Hebbian Learning
Neural network learning rule based on the principle that synapses between neurons are strengthened when the neurons activate simultaneously.
Hebbian learning, often summarized as "cells that fire together, wire together," is a fundamental principle in neuroscience and artificial intelligence for understanding how synaptic plasticity contributes to learning and memory. This learning rule posits that the synaptic efficacy between two neurons is increased if the activation of the presynaptic neuron consistently leads to the activation of the postsynaptic neuron. In artificial neural networks, Hebbian learning is used to adjust the weights of connections in an unsupervised manner, often forming the basis for associative learning and pattern recognition. The mechanism is vital for explaining processes like the development of feature detectors in the brain, where neurons become specialized in responding to specific stimuli through repeated exposure and reinforcement of particular neural pathways.
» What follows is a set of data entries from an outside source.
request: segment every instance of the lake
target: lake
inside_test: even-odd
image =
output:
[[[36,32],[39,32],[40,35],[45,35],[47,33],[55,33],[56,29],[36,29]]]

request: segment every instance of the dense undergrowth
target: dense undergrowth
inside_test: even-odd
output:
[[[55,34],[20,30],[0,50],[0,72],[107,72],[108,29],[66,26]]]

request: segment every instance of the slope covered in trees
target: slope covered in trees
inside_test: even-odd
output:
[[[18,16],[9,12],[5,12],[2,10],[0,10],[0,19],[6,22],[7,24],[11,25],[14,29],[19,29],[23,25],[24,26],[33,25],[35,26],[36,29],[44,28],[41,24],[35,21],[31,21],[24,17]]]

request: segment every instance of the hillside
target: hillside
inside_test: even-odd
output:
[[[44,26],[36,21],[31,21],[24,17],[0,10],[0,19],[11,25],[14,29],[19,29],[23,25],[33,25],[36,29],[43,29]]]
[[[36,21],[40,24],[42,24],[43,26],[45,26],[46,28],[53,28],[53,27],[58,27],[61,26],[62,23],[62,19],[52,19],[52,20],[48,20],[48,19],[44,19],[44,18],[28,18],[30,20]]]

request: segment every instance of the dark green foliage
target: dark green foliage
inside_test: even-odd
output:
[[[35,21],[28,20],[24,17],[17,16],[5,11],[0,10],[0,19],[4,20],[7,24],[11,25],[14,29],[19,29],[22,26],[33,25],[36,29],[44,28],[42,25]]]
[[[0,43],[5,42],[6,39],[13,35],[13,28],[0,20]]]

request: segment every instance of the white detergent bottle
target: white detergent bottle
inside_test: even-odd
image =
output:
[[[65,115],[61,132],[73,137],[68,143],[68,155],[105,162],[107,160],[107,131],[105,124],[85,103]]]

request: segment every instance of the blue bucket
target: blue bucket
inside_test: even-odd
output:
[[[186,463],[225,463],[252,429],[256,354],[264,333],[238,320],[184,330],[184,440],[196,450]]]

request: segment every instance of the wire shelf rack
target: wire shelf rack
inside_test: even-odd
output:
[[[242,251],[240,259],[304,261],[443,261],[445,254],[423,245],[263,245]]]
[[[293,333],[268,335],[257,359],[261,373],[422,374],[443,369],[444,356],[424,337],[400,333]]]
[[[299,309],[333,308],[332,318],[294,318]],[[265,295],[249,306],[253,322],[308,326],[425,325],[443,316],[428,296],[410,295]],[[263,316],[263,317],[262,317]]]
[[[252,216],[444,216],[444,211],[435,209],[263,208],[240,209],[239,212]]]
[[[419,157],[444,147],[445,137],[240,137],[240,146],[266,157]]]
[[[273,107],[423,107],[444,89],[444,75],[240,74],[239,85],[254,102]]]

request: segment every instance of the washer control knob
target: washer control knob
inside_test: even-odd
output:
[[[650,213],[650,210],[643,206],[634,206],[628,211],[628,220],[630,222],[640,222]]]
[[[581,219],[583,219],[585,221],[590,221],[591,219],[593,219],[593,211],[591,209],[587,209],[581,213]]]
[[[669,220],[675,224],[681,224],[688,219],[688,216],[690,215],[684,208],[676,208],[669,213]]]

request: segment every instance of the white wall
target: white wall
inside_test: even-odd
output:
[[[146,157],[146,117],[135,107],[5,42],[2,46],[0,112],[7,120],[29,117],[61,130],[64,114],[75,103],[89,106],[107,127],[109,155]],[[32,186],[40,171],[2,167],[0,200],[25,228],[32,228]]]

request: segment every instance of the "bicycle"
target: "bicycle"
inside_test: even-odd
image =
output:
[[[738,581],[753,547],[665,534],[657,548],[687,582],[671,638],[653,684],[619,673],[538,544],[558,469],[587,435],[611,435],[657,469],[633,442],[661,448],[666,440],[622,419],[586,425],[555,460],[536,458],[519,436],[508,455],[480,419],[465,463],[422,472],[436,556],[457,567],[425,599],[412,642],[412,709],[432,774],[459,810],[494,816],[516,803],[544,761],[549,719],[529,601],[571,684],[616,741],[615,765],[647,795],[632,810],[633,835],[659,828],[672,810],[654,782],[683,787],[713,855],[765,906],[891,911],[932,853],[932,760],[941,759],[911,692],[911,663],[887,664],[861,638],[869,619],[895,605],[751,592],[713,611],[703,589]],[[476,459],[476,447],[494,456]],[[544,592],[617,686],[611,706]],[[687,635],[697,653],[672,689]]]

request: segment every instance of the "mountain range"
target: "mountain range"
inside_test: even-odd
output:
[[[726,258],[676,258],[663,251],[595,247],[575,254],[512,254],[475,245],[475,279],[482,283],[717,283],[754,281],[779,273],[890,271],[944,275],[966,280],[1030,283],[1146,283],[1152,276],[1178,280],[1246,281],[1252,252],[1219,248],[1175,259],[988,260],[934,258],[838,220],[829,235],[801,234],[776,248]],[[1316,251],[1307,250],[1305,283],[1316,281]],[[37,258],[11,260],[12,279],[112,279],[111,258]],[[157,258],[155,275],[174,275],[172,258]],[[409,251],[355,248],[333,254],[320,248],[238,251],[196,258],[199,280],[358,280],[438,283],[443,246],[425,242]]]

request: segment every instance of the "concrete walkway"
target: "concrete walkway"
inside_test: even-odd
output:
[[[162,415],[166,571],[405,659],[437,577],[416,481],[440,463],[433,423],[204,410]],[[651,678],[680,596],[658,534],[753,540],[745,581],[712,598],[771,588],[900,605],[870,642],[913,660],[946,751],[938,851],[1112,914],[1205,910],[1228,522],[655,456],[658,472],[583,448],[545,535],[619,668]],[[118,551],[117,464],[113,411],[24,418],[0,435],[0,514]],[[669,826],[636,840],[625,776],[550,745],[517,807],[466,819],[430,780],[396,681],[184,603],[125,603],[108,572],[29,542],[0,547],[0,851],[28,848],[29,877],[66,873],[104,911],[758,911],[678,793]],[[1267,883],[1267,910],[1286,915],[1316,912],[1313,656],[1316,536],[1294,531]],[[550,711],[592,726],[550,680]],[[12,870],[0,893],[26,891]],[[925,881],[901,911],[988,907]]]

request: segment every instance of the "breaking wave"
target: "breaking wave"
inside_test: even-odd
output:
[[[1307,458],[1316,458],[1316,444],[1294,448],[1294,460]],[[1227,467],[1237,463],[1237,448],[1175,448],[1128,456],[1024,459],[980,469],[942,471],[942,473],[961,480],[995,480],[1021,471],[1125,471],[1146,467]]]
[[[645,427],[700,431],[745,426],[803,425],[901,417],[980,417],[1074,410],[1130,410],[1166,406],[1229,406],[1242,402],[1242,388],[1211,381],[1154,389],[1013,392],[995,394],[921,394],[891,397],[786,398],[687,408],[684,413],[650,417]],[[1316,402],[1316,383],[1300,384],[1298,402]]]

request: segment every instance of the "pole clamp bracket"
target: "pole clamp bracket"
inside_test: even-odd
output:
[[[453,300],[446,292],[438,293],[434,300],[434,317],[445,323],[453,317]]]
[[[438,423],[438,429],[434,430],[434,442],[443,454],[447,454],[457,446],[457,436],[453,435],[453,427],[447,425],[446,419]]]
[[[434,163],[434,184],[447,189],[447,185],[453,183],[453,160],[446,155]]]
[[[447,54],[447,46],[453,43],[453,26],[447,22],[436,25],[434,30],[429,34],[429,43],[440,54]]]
Hebbian learning was first introduced by the Canadian psychologist Donald Hebb in his 1949 book "The Organization of Behavior." The concept gained widespread attention and popularity in the subsequent decades, particularly during the 1980s and 1990s, as it became a cornerstone for neural network models and computational neuroscience.
Donald Hebb is the primary figure associated with the development of Hebbian learning, having articulated the rule in his seminal work. Subsequent contributions by researchers such as Geoffrey Hinton and David Rumelhart in the 1980s helped integrate Hebbian principles into modern neural network algorithms, advancing the field of machine learning and deep learning.